Now this was a subject about which at the time I was feeling somewhat sore. “Needs must when the Devil drives;” but as matters were, Dan and I could well have afforded domestic assistance. It rankled in my mind that to fit in with the foolish fad of old Deleglise, I the future Dickens, Thackeray and George Eliot, Kean, Macready and Phelps rolled into one, should be compelled to the performance of menial duties. On this morning of all others, my brilliant literary career just commenced, the anomaly of the thing appeared naturally more glaring.
Besides, how came she to know I swept the crumbs under the mat—that it was my method? Had she and Dan been discussing me, ridiculing me behind my back? What right had Dan to reveal the secrets of our menage to this chit of a school-girl? Had he done so? or had she been prying, poking her tilted nose into matters that did not concern her? Pity it was she had no mother to occasionally spank her, teach her proper behaviour.
“Where I sweep our crumbs is nothing to do with you,” I replied with some spirit. “That I have to sweep them at all is the fault of your father. A sensible girl—”
“How dare you speak against my father!” she interrupted me with blazing eyes.
“We will not discuss the question further,” I answered, with sense and dignity.

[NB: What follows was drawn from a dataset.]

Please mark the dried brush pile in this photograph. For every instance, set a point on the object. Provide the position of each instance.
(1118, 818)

“I think you had better not!” she retorted.
Turning her back on me, she commenced to gather up her hairpins—there must have been about a hundred of them. I assisted her to the extent of picking up about twenty, which I handed to her with a bow: it may have been a little stiff, but that was only to be expected. I wished to show her that her bad example had not affected my own manners.
“I am sorry my presence should have annoyed you,” I said. “It was quite an accident. I entered the room thinking your father was here.”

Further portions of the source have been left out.